The enzyme asparaginase is already the basis for drugs that treat ALL. However, it causes some very aggressive side effects, leaving the patient quite debilitated.
The group then reformulated the composition of the enzyme and created a version of asparaginase that does not harm the immune system of patients with the disease so much. The study was published in the journal Science Direct.
For professor Gisele Monteiro, the FCF Biochemical-Pharmaceutical Technology Department, this new version of asparaginase will make a lot of difference in treatments now on.
She explains that, although effective, medications for the treatment of ALL can cause effects that irritate the immune system. "In some cases, they can cause anaphylactic shock or need to stop using it in treatment," she says.
With the new enzyme, treatment is facilitated, especially in younger patients.
In addition to helping with the treatment, Gisele points out that the new enzyme will also allow the manufacture of cheaper drugs and, consequently, more accessible to the large population.

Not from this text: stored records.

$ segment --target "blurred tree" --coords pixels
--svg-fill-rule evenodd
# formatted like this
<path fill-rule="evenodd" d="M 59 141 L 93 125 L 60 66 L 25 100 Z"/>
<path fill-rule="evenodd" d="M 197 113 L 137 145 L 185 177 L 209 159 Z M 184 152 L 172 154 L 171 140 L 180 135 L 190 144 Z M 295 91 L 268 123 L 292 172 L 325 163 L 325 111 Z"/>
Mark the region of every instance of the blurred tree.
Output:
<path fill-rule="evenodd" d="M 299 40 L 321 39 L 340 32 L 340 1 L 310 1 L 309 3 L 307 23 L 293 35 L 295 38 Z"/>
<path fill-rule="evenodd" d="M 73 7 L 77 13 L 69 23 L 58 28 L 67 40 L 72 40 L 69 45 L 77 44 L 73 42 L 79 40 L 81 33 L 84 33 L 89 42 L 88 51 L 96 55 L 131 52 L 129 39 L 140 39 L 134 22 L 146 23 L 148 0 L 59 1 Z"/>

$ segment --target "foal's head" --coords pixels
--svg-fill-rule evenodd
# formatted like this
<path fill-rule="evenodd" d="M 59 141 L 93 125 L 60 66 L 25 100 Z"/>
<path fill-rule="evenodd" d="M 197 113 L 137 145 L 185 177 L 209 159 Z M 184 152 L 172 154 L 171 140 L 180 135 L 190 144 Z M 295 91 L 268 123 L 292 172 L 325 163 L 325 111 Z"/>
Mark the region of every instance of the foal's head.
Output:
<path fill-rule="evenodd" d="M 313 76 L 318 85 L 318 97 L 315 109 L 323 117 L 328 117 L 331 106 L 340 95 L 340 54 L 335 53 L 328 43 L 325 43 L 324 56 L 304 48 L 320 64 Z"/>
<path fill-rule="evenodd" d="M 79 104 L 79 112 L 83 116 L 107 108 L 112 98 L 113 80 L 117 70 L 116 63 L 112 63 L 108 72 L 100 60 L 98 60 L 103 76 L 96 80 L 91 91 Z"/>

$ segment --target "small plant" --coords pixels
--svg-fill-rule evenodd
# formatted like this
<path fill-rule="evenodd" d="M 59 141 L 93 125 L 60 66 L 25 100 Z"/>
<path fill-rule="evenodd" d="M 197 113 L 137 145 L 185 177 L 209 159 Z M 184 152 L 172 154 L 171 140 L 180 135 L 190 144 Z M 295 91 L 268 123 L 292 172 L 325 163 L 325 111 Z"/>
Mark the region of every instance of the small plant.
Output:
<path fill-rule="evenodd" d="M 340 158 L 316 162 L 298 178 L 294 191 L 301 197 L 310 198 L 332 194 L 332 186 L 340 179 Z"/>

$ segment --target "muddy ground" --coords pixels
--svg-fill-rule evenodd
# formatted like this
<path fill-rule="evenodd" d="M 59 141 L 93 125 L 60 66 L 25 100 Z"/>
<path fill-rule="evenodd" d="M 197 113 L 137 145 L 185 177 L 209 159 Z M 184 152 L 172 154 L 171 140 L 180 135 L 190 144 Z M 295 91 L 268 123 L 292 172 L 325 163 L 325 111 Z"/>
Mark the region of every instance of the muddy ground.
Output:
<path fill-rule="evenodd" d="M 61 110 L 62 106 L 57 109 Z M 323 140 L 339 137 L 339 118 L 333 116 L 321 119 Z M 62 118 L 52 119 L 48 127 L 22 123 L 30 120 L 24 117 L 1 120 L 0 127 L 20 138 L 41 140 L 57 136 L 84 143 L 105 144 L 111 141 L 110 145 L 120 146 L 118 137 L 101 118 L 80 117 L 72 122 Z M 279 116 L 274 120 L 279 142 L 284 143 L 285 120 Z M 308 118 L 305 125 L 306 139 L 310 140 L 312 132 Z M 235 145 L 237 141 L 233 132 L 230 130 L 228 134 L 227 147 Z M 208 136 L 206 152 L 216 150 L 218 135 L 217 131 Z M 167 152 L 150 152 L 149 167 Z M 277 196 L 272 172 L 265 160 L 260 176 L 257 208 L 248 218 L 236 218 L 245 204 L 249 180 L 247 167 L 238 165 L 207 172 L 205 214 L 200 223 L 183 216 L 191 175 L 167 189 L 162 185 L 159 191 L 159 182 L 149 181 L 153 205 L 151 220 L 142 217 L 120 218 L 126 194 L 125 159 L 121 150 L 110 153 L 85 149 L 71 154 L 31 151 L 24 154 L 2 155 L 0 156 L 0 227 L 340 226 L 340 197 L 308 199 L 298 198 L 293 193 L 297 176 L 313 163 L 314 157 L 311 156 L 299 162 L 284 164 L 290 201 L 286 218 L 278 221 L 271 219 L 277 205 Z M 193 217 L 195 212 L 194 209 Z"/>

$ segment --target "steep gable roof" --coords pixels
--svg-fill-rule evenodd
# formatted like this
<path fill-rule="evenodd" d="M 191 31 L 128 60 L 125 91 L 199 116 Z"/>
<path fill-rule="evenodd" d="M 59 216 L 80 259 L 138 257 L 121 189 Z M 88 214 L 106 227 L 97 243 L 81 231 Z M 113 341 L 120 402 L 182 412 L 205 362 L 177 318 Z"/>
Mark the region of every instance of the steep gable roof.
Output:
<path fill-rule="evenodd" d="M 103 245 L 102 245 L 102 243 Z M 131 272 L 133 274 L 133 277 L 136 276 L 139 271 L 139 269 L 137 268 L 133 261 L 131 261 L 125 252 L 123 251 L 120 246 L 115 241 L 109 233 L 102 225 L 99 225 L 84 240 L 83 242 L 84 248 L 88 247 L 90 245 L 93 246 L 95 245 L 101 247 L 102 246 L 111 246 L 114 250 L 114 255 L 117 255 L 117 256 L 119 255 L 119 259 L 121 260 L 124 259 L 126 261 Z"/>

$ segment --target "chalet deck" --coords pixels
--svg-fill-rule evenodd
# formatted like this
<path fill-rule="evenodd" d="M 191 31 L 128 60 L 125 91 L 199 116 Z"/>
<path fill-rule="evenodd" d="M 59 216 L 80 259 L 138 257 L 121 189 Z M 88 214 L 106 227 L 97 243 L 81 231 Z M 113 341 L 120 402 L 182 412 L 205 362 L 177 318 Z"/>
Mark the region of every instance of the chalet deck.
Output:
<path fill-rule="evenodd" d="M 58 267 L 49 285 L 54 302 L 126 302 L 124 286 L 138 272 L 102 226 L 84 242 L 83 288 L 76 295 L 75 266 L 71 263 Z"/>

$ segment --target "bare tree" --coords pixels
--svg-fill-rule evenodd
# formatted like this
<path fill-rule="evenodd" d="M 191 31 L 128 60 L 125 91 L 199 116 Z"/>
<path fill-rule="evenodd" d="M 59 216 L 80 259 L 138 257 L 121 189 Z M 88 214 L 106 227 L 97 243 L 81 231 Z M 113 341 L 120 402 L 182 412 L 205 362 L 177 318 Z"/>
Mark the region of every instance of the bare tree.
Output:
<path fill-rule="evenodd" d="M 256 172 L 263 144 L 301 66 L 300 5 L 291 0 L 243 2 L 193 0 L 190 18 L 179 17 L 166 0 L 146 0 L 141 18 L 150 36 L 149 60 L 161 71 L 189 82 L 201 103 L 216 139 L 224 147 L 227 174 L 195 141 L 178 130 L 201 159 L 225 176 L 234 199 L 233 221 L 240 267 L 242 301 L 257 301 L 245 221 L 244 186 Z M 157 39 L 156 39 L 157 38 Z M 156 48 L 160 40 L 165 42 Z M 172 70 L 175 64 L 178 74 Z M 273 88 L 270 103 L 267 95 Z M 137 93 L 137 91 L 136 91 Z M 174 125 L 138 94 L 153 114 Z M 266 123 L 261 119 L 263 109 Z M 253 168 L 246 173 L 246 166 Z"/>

Today, according to data USP, the treatment against ALL is effective in 90% of the cases, but the rate of abandonment - often due to the lack of medication in the SUS - compromises the cure and can lead the patient to death.
Gisele says that in Brazil alone, we have about 10,000 cases of treatment abandonment per year.
The initiative coordinated by Professor Gisele involved researchers the University of Campinas (Unicamp), Universidade Estadual Paulista (Unesp) and USP's Institute of Biomedical Sciences (ICB). The beginning was in 2014 and the publication last year.